Individual human beings are also, in the biosocial perspective, capable of this kind of self-transcendence and autonomy. A (relatively) determinist genetic inheritance combines with a (relatively) determinist social environment; but the result when these two grids are laid over each other is the mysterious, volatile, beautiful moiré pattern of the self-determining human person. The strange attractor that arises from and then comes to govern the chaotic interaction of the genes (which were in turn partly created by early human culture) with a culture (partly the result of genes) is what we used to call the soul. Thus the biosocial perspective reduces the social construction of even human reality to even less than the 33% or so demonstrated by twin studies; for both nature and nurture are but the ingredients of an emergent reality that can take over much of their original determining force. The great accusation of social constructionists is that of “essentialism.” It now seems that essences indeed exist; nature generates them in wild profusion, its greatest site of production being human lives; and essences are the more concrete, the more experiential, the more existential, the more free to change, the more essential they are.

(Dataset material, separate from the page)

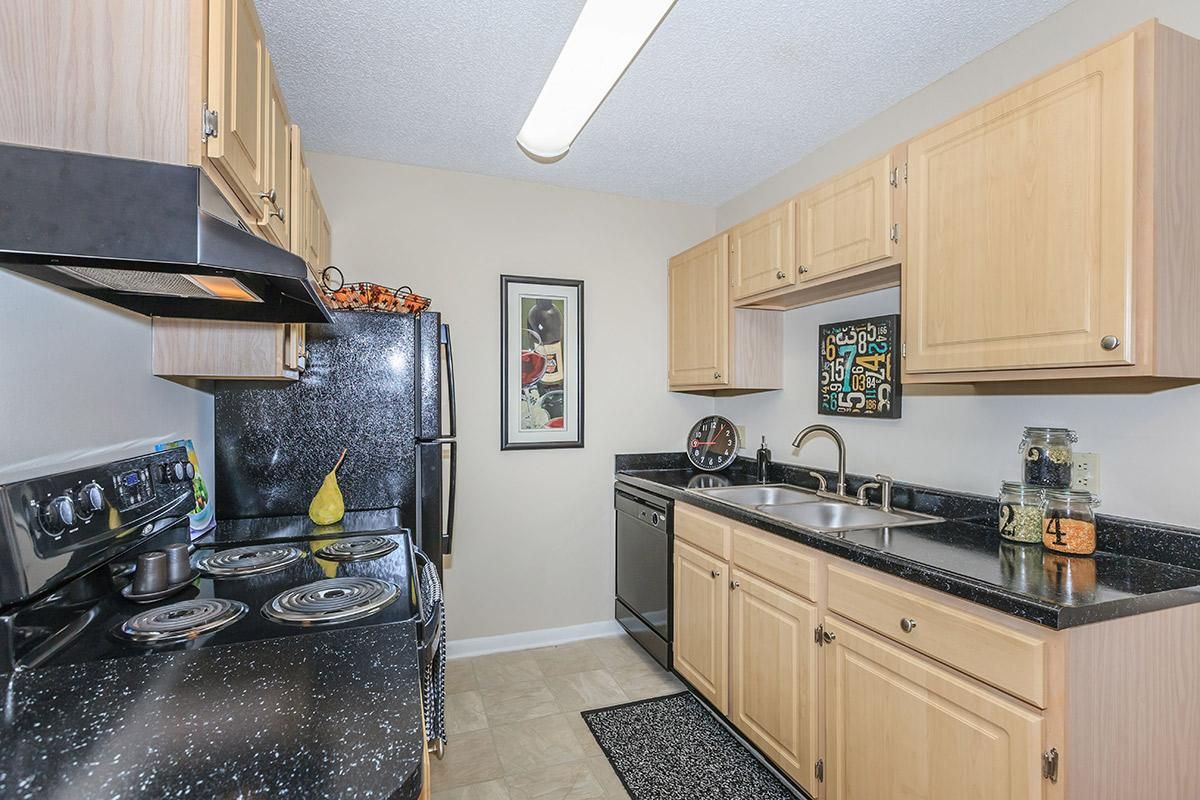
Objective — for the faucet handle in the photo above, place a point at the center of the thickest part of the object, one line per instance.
(862, 491)
(886, 483)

There is an additional bonus to this view of the human self. Through training, education, the cultivation of good habits and the studied avoidance of bad ones, we can actually alter ourselves to make ourselves more free and more creative. But the biosocial perspective tells us that if we do, it must be along lines of development and within systems of discipline inherited from millennia of shamanic ancestors. My own work has included an extended study of the evolutionary and neurobiological roots of the human artistic genres as they are practiced by all cultures throughout the world; I call this approach natural classicism. In this view the arts are a continuation, not a repudiation, of evolution. Many artists, writers, and critics are now turning toward this new perspective, believing that it promises a new renaissance, a new era of cultural excellence, founded on nature-based ideals of the brotherhood and sisterhood of humankind. In this new era there will be a recovery of virtuosity, not as a hollow avoidance of the agonies of artistic truth, but as the way to graft art back to the creative evolution of the universe.